HF 6720

Cardiac Allograft Vasculopathy (CAV)

What is CAV?

CAV is a form of chronic rejection that narrows the blood vessels of your transplanted heart. CAV is not caused by plaque. The vessel wall thickens, leaving less room for blood to pass through.

In order to watch for chronic rejection, you will have a regular cardiac catheterization or other stress cardiac testing. If CAV is found, you may need other medicines and treatments.
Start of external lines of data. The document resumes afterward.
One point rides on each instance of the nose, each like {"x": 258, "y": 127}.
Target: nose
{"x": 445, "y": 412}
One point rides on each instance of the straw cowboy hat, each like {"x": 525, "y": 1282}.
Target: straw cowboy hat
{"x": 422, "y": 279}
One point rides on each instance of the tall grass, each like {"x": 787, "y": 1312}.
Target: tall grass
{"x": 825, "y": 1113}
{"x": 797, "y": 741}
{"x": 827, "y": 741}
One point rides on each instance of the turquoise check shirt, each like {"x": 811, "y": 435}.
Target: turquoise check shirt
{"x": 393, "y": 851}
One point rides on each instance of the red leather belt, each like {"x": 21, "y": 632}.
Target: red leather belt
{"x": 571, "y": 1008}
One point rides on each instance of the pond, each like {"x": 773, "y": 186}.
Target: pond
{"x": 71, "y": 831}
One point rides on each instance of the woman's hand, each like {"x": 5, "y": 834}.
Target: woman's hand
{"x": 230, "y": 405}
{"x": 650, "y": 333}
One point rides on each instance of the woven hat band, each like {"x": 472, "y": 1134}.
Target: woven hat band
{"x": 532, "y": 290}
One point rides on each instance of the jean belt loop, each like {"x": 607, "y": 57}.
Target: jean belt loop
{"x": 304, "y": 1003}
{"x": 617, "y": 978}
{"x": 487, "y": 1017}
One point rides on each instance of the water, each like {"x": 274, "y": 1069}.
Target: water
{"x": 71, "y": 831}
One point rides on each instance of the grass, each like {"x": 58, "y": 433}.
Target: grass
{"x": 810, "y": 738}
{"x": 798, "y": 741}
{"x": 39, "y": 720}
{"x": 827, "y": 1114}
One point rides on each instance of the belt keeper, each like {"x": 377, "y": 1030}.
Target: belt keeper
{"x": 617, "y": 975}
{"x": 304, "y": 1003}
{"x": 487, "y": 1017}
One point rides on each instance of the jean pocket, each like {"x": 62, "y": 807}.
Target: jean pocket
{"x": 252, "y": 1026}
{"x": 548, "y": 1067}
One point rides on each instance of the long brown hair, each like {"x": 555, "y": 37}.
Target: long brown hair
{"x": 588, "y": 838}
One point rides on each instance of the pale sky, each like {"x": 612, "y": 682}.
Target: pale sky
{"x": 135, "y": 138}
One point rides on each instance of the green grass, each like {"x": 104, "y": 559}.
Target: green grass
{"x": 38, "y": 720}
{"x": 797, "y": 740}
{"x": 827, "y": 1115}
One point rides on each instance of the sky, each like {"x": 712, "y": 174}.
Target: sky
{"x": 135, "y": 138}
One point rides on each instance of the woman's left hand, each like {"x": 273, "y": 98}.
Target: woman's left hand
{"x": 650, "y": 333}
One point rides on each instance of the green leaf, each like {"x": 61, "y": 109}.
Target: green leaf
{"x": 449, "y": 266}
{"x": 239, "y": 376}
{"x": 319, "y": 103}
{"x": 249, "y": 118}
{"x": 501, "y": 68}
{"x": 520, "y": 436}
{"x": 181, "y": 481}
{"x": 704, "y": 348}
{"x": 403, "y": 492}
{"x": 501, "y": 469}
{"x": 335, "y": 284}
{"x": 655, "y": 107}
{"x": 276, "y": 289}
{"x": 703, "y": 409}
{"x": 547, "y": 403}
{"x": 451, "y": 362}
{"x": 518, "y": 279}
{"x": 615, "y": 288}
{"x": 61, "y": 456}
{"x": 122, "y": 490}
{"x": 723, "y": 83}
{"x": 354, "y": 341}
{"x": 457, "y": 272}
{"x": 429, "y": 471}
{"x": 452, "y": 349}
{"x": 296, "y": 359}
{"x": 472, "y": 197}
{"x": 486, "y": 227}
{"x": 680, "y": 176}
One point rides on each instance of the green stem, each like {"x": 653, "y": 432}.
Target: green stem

Most often CAV affects the entire length of the vessel, not just one spot. This makes the use of stents or bypass surgery is very difficult and often not helpful. Generally, collateral or smaller natural bypass vessels do not form, and for this reason, frequent tests and preventive care is best.

Who is at risk for CAV?

All heart transplant patients are at risk for CAV. CAV affects men and women, adults and children of all races who have had heart transplants. CAV can occur early after transplant, but the risk increases over time after transplant.

What can you do to prevent CAV?

Manage your risk factors that you can change.

  • Lower your cholesterol through diet, exercise and medicines.

  • Manage your diabetes.

  • Maintain a healthy blood pressure.

  • Maintain a healthy weight.

  • Do not smoke and avoid exposure to secondhand smoke.

Take your immunosuppressant medicines as prescribed.

  • Sirolimus, a drug that prevents rejection, also works to prevent CAV. It may be added to your treatment if you develop CAV. It has been shown to decrease the worsening of CAV.

Take “statin” drugs even if you do not have high cholesterol. They may decrease the risk of CAV.